Les différentes réalités de la vie, les différentes visions du monde, les différents milieux et intérêts se rejoignent ici. Il n’est pas facile de concilier tout cela et de créer une cohésion sociale! Où et comment avons-nous réussi? Où et comment vois-je une nécessité d’amélioration? Toutes ces évaluations sont importantes et s’inscrivent dans un discours commun. Cela permet de maintenir la démocratie en vie et en bonne santé.
Lorsque nous avons commencé les préparatifs pour 2021, j’ai dû expliquer encore et encore pourquoi la question de la participation du peuple à une démocratie était importante. Très souvent, j’ai constaté que beaucoup de gens supposent que c’est « comme ça » chez nous et que cela n’est même pas remis en question.
Le coronavirus nous a également rattrapés sur ce point. Le fait de « penser la démocratie » a considérablement gagné en pertinence. Qui aurait pu penser il y a deux mois à peine que l’armée suisse serait mobilisée, que le Conseil fédéral prendrait des ordonnances d’urgence et que nos frontières seraient fermées? La session parlementaire a été interrompue et une nouvelle session a été convoquée dans des conditions d’organisation totalement nouvelles. Il n’a pas encore été décidé quand les prochains votes et élections pourront avoir lieu, car la campagne préparatoire servant à se forger une opinion ne peut avoir lieu que dans une mesure très limitée.
Nous ne pouvons donc pas continuer à faire ce à quoi nous sommes habitués.

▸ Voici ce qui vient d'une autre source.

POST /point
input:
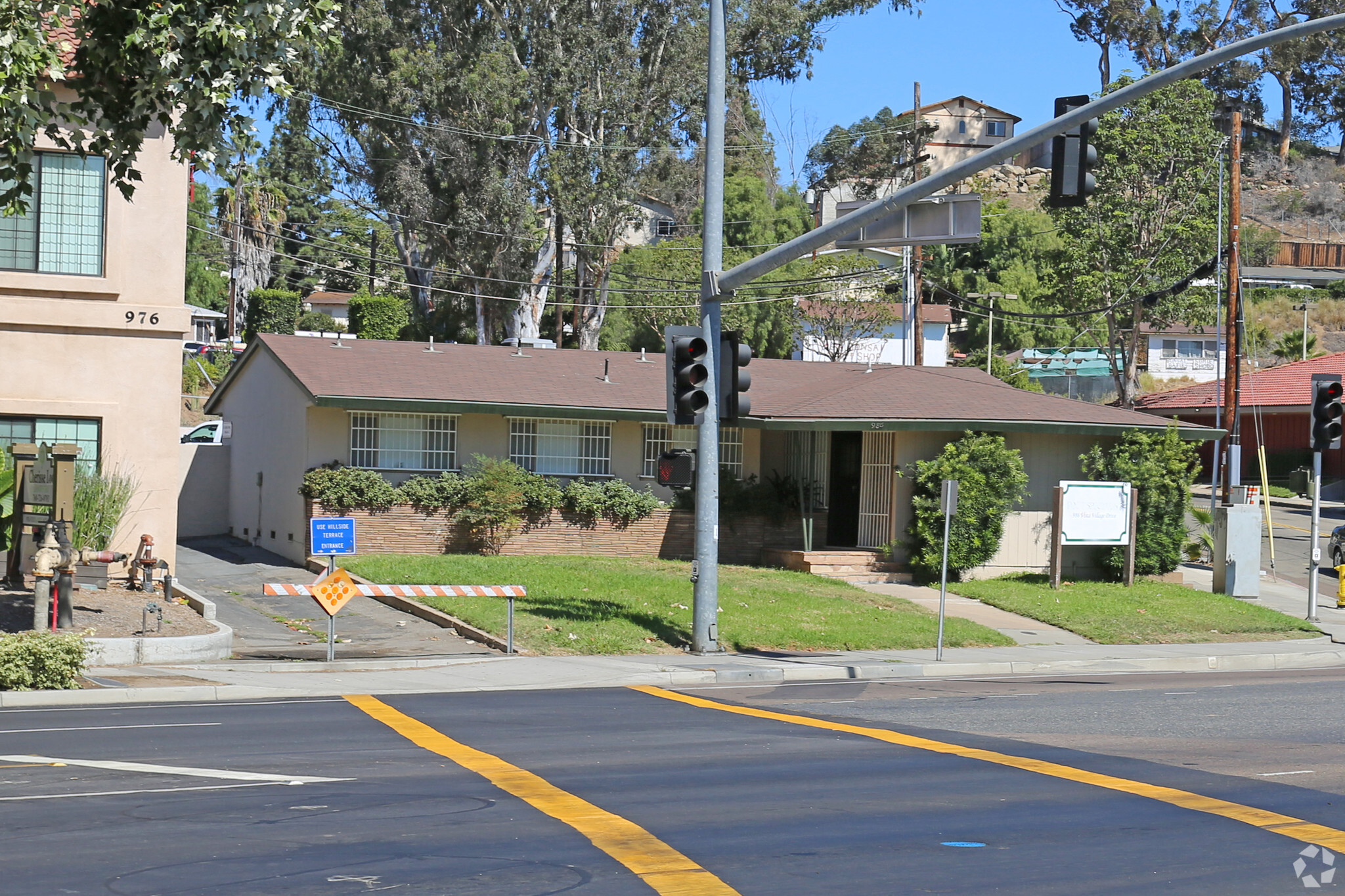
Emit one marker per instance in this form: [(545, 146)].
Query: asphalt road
[(741, 805)]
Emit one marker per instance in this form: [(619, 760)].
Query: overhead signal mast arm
[(816, 240)]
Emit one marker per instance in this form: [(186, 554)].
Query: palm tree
[(1290, 347)]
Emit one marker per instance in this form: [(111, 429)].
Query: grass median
[(1146, 613), (580, 605)]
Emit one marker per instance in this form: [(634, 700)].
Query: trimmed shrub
[(42, 661), (320, 322), (271, 310), (378, 316), (101, 503), (1164, 469), (992, 481), (499, 498), (345, 488), (612, 500)]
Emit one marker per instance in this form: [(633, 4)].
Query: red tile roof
[(542, 381), (1286, 385)]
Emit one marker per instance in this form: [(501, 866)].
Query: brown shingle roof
[(369, 371), (1281, 386)]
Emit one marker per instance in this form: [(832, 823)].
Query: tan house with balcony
[(92, 323), (963, 128)]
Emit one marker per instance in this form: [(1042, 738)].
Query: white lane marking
[(123, 707), (167, 725), (148, 790), (178, 770)]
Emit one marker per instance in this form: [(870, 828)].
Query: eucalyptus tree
[(1151, 223), (141, 66)]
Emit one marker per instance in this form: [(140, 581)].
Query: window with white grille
[(661, 437), (404, 441), (562, 448)]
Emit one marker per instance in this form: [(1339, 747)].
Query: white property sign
[(1095, 512)]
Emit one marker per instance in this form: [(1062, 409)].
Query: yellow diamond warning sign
[(334, 591)]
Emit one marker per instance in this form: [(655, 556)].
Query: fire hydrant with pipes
[(54, 563)]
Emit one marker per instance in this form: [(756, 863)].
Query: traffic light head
[(1327, 412), (734, 382), (1072, 159), (688, 373)]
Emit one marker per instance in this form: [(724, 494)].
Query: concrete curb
[(428, 614), (142, 652), (205, 608), (689, 677)]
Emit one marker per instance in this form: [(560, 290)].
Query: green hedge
[(990, 482), (378, 316), (271, 310), (42, 661), (494, 499), (1164, 469)]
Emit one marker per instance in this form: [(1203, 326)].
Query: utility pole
[(1219, 335), (916, 327), (705, 629), (1232, 375)]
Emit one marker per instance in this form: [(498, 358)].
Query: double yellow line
[(671, 874)]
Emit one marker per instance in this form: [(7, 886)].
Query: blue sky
[(1017, 55)]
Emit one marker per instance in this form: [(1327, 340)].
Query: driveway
[(232, 574)]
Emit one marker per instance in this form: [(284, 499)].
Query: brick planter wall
[(663, 534)]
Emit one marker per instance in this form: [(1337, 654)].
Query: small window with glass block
[(62, 232), (661, 437), (562, 448), (422, 442)]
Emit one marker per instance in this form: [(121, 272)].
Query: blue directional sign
[(332, 535)]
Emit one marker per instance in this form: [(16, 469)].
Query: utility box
[(1238, 550)]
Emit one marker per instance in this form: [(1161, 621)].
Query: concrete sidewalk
[(1023, 629), (232, 574)]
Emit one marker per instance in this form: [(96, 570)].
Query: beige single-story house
[(408, 409), (92, 323)]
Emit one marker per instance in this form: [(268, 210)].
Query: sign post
[(332, 535), (1094, 513), (948, 504)]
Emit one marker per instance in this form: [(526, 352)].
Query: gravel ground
[(112, 613)]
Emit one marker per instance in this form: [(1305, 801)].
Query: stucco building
[(401, 409), (92, 323)]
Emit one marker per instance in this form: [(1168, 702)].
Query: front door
[(844, 499)]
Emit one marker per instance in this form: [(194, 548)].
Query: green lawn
[(1147, 613), (606, 605)]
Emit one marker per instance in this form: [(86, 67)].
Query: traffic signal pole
[(826, 234), (705, 630)]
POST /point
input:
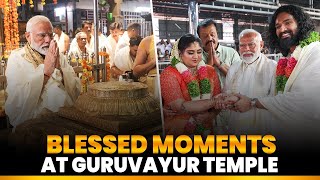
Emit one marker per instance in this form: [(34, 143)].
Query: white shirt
[(26, 98), (253, 80)]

Pour que la démocratie fonctionne, nous devons repenser et trouver comment nous voulons garantir la participation du peuple. Pour que nous puissions construire, beaucoup doivent aussi s’exprimer. Je dois être capable de percevoir quelles sont les différentes opinions, quels sont les arguments avancés, quels sont les intérêts qui entrent en jeu. Lorsque je regarde ceux qui prennent la parole, je remarque qu’il s’agit surtout d’hommes – et pas seulement en Suisse. Les femmes qui occupent des fonctions officielles font l’exception: Notre présidente de la Confédération, notre ministre de la justice, notre ministre de la défense, la présidente de la Conférence des directeurs de l’instruction publique, la présidente de la Conférence des directeurs de la santé, la présidente du Conseil national, la secrétaire d’État au Seco (ai-je oublié une femme?). Les autres postes sont occupés par des hommes.
De plus, on pose des questions à des spécialistes des secteurs de la santé, des soins, de l’économie, de la culture, des sports, des transports, du droit… Malheureusement, dans la plupart des cas, ce sont là aussi des hommes qui présentent leur position et leur opinion. Il est important pour moi que nous engagions un véritable dialogue. Je veux également écouter des femmes expertes et je veux pouvoir entendre la voix des femmes là où sont abordés, dans toute leur diversité, des sujets qui les concernent elles aussi. Une bonne coexistence démocratique signifie aussi que les hommes s’aperçoivent de cela et revendiquent leurs participation active. C’est ce qui fait avancer notre démocratie.
Je me réjouis de toutes les contributions de femmes et d’hommes qui reflètent notre vie communautaire. C’est un sujet brûlant et passionnant. Notre démocratie a encore beaucoup à accomplir avant le 50ème anniversaire du droit de vote des femmes, le 7 février 2021: Nous voulons avoir un avenir ensemble malgré le coronavirus. Pour cela, nous avons besoin de l’énergie et des idées de chacune.
Restez en bonne santé. Continuez à penser la démocratie.